Notre enquête nous conduit donc de nouveau au Québec. Lorsque nous parvenons à joindre Gaston Lavoie pour la première fois à la mi-septembre, le supérieur provincial de la congrégation au Canada ne semble pas surpris par les accusations dont nous lui faisons part, ni pressé de répondre à nos questions. Il nous invite simplement à le rappeler un peu plus tard dans l’après-midi. Mais malgré la gravité des faits évoqués, lorsque nous l’appelons à nouveau, il nous demande de le recontacter… cinq jours plus tard.

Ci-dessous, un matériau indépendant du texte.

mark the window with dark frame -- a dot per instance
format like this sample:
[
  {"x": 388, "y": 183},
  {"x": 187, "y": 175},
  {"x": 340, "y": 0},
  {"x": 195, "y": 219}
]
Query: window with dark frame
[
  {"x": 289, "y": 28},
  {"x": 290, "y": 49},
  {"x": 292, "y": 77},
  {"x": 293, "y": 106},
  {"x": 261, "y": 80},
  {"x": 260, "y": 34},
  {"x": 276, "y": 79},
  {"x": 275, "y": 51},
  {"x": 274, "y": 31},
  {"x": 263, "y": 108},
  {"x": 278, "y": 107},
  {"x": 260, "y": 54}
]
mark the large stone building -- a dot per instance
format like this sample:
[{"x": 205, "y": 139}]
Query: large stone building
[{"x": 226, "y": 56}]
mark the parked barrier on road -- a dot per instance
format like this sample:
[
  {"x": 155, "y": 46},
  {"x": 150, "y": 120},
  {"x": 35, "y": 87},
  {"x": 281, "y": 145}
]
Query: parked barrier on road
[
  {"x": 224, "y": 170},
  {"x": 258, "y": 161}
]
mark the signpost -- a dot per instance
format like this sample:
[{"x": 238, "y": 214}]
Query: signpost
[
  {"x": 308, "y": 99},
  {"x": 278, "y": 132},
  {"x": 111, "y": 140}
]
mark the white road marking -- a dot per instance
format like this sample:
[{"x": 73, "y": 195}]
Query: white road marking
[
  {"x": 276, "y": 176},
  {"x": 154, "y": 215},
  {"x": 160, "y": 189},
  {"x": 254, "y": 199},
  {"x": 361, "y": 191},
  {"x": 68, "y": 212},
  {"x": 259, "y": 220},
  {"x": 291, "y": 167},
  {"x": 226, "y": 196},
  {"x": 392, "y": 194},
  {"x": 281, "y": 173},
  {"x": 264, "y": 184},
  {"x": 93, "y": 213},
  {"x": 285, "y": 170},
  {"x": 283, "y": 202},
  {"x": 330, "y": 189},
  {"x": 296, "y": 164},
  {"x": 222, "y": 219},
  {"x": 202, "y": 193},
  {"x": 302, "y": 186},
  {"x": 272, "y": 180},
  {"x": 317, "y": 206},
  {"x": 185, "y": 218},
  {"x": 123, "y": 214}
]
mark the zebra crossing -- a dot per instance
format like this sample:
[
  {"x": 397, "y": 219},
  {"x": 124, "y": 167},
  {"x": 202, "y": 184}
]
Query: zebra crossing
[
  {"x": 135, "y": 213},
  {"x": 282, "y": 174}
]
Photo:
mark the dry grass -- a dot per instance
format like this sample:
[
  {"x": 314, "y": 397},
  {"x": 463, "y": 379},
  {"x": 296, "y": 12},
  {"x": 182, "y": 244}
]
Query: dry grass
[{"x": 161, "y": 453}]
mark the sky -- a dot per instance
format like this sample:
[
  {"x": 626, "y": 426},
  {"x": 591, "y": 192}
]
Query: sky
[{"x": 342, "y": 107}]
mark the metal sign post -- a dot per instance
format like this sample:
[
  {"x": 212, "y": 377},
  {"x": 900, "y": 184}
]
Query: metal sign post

Nous ne parviendrons finalement à lui reparler que dix jours après notre premier appel. Il nous l’assure alors, « je vais vous permettre de rencontrer un de mes adjoints qui s’occupe des relations extérieures », et nous demande une adresse mail « pour fixer un rendez-vous ». Trois jours après, nous recevons un mail d’un certain Yvan Turgeon, son adjoint aujourd’hui, mais le supérieur des Frères du Sacré-Cœur au Canada de 2002 à 2011. Soit à l’époque à laquelle Souleymane leur révélait son histoire. Plutôt que de prendre rendez-vous, il nous pose de nombreuses questions : « Qui êtes-vous ? », « Travaillez-vous dans le cadre d’un mandat de votre employeur ? « , « Précisez votre projet ? », « Quelles sont vos intentions ? », « Quelles sont les questions que vous voulez poser ? », Etc. Avant de conclure, « Nous vous demandons des éléments minimaux et si vous ne pouvez pas les rencontrer, nous ne serons pas à l’aise de poursuivre les échanges ». Plus qu’inhabituelle, de telles pratiques sont rares et trahissent souvent la nervosité de l’interlocuteur, en l’occurrence la congrégation. À plusieurs reprises au téléphone, nous avons déjà clairement exposé les raisons de notre demande d’interview. Nous les détaillons de nouveau malgré tout. Et deux jours plus tard, leur réponse est sans appel. « Dans les circonstances, la communauté Les Frères du Sacré-Coeur au Canada n’entend pas donner suite à votre demande ».

Depuis, la communauté religieuse a dû faire face à un autre scandale. Selon une demande de recours collectif déposée devant les tribunaux canadiens en octobre dernier, entre 1940 et 1980, onze de leurs membres pourraient avoir abusé des dizaines d’élèves d’un établissement scolaire québécois. Si la congrégation évoque déjà la possibilité d’un règlement amiable, elle indique également vouloir contester la demande de recours.